More than a decade later, when it was clear that the system was in trouble and that only greater government intervention and spending could save it, the Heritage Foundation took something of a victory lap, detailing Obamacare’s manifest failures and arguing that it was long past time to scrap the whole experiment.

The ACA dramatically increased health insurance premiums and cost-sharing in the individual market…
The ACA collapsed insurer competition in the nation’s individual markets…
The ACA failed to meet official enrollment targets in the individual markets…
The ACA is pricing middle-class Americans out of individual market coverage…
The ACA expanded government coverage while wrecking the private individual health insurance market…
The ACA compromised access to care for persons — including those with pre-existing medical conditions — enrolled in the nation’s individual markets…
The ACA failed—and failed miserably to attract young people into the exchange insurance pools…
The ACA’s vaunted delivery reforms did not yield the anticipated savings.

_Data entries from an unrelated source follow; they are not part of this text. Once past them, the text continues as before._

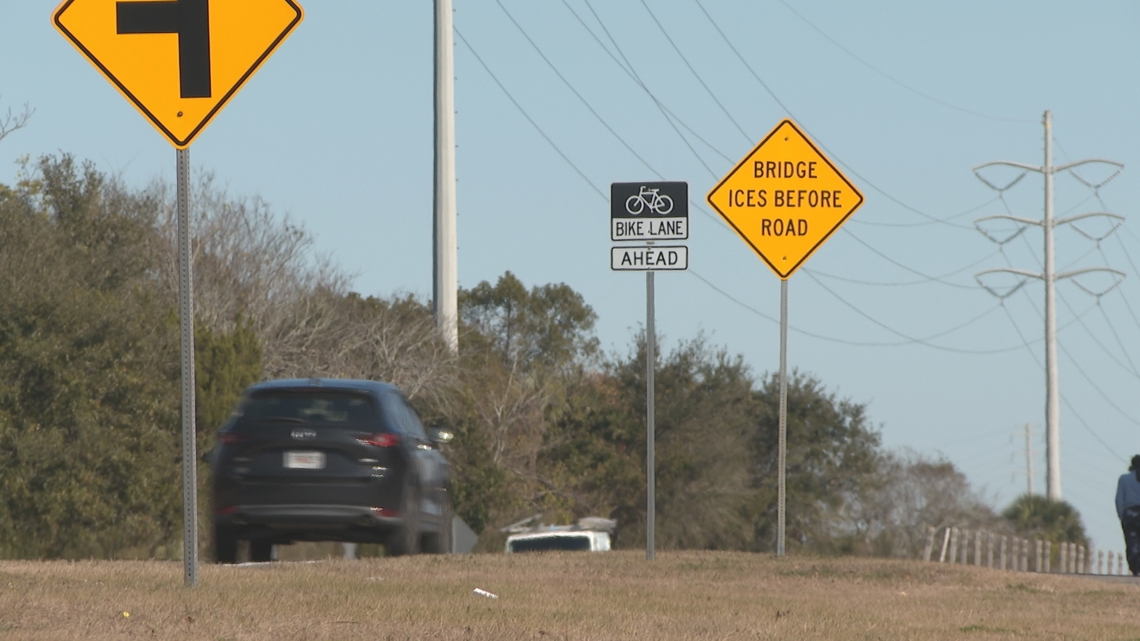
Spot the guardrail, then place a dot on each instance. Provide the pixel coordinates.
(1006, 552)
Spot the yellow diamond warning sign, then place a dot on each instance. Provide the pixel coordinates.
(178, 62)
(784, 199)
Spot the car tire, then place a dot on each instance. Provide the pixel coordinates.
(405, 538)
(261, 551)
(225, 545)
(440, 542)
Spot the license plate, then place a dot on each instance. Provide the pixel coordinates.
(304, 460)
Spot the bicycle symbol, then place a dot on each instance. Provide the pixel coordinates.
(646, 197)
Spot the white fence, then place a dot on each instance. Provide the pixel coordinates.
(1003, 552)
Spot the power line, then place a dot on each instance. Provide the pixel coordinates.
(576, 92)
(906, 283)
(637, 79)
(1042, 367)
(896, 81)
(697, 75)
(530, 120)
(824, 338)
(931, 219)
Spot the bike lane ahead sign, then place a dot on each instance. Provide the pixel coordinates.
(649, 211)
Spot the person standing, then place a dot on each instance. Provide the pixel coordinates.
(1128, 509)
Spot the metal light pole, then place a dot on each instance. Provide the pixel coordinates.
(1049, 277)
(445, 248)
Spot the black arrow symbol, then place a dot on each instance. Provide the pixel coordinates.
(190, 21)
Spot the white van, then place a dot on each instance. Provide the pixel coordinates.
(592, 534)
(551, 541)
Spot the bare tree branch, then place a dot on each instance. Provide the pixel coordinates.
(10, 122)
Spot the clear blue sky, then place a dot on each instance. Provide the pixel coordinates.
(906, 97)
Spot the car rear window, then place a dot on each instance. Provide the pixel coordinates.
(308, 407)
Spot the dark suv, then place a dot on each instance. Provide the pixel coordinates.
(328, 460)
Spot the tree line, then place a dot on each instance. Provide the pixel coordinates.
(545, 421)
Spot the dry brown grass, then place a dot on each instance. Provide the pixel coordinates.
(570, 595)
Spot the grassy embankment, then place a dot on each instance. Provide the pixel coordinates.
(604, 597)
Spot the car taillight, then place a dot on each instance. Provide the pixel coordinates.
(381, 440)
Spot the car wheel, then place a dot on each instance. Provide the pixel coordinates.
(440, 542)
(225, 545)
(405, 540)
(261, 551)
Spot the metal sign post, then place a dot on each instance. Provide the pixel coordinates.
(784, 199)
(782, 445)
(186, 327)
(179, 84)
(649, 212)
(650, 420)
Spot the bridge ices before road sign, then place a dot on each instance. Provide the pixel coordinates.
(649, 258)
(786, 199)
(178, 62)
(649, 211)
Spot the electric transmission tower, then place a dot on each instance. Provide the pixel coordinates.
(1049, 277)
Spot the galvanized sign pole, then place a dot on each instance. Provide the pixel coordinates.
(186, 326)
(782, 447)
(650, 419)
(784, 199)
(649, 212)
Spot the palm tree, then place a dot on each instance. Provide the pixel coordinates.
(1037, 517)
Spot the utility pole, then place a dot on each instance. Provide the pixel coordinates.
(1028, 455)
(1049, 277)
(445, 246)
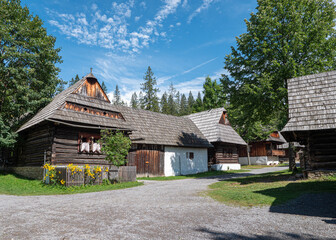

Everything Republicans warned would happen did happen. And the Democrats’ response was to offer a massive “temporary” increase in subsidies to help paper over the failures. Again, every sentient person in the country insisted that doing so would be a disaster, that the subsidies would only increase costs, and that they would not be temporary.

Worse still, in addition to sticking their fingers in their ears and ignoring the experiences of the last decade and a half, the Democrats are actually blaming the Republicans for all of the healthcare system’s problems, insisting that the GOP is somehow responsible for their delusions.

Normal people, of course, think that the institutions created by Obamacare are destructive, costly, and ultimately ineffective. And we know they believe this because so many of them said so before the system was ever put in place. The Democrats disagree, and they will not be dissuaded from their course by any appeals to theory or experience. They want to keep the institutions and keep reforming them until they inevitably find the right formula.

https://endchan.org/b/res/72464.html


Reader 11/18/2025 (Tue) 17:40 Id: 3649cf [Preview] No.28792 del
Trump floated the idea of giving low and middle-income Americans a direct payment of $2,000 rather than providing a subsidy that is paid to insurance companies.

That would allow people to purchase their own insurance, Trump said in a Nov. 8 social media post. The president added that this would avoid putting more money into a health coverage system that, he said, provided inferior health coverage.

The White House is in discussion with lawmakers about the idea, Trump told reporters on Nov. 14.

“I’ve had personal talks with some Democrats,” he said, adding that the plan would allow consumers to negotiate their own price with an insurer.

Sen. Rick Scott (R-Fla.) is drafting legislation for a similar plan now. His plan would send money directly to individual Health Savings Accounts, much like Trump suggested.

“They can use it to spend on healthcare, so they can buy direct health care, or they can buy insurance, or [use it for] a co-payment or deductible,” Scott told Reporters on Nov. 10.

Consumers could use the funds to buy any plan authorized by their state’s insurance commission, he added.


Reader 11/18/2025 (Tue) 17:47 Id: 3649cf [Preview] No.28793 del
Republicans generally have been reluctant to extend the enhanced subsidies without also addressing abuse of the Obamacare system, which they say rose dramatically after those subsidies were introduced.

The expiration date indicates that the subsidies were not considered a long-term solution, Dr. Mehmet Oz, administrator of the Centers for Medicare and Medicaid Services, said in a Fox News interview on Nov. 16.

“It creates incentives for fraud,” he said.

“Instead of paying insurance companies to manage our money, let’s trust Americans to manage their own care — with a pre-funded Federal Flexible Spending Account,” he said.

A Flexible Spending Account is similar to a Health Savings Account but is not owned by the individual and does not roll over from year to year.

Commercial health insurance premiums have risen every year since 2008, according to Health System Tracker, a data collection site run by the nonprofits The Peterson Center on Healthcare and KFF.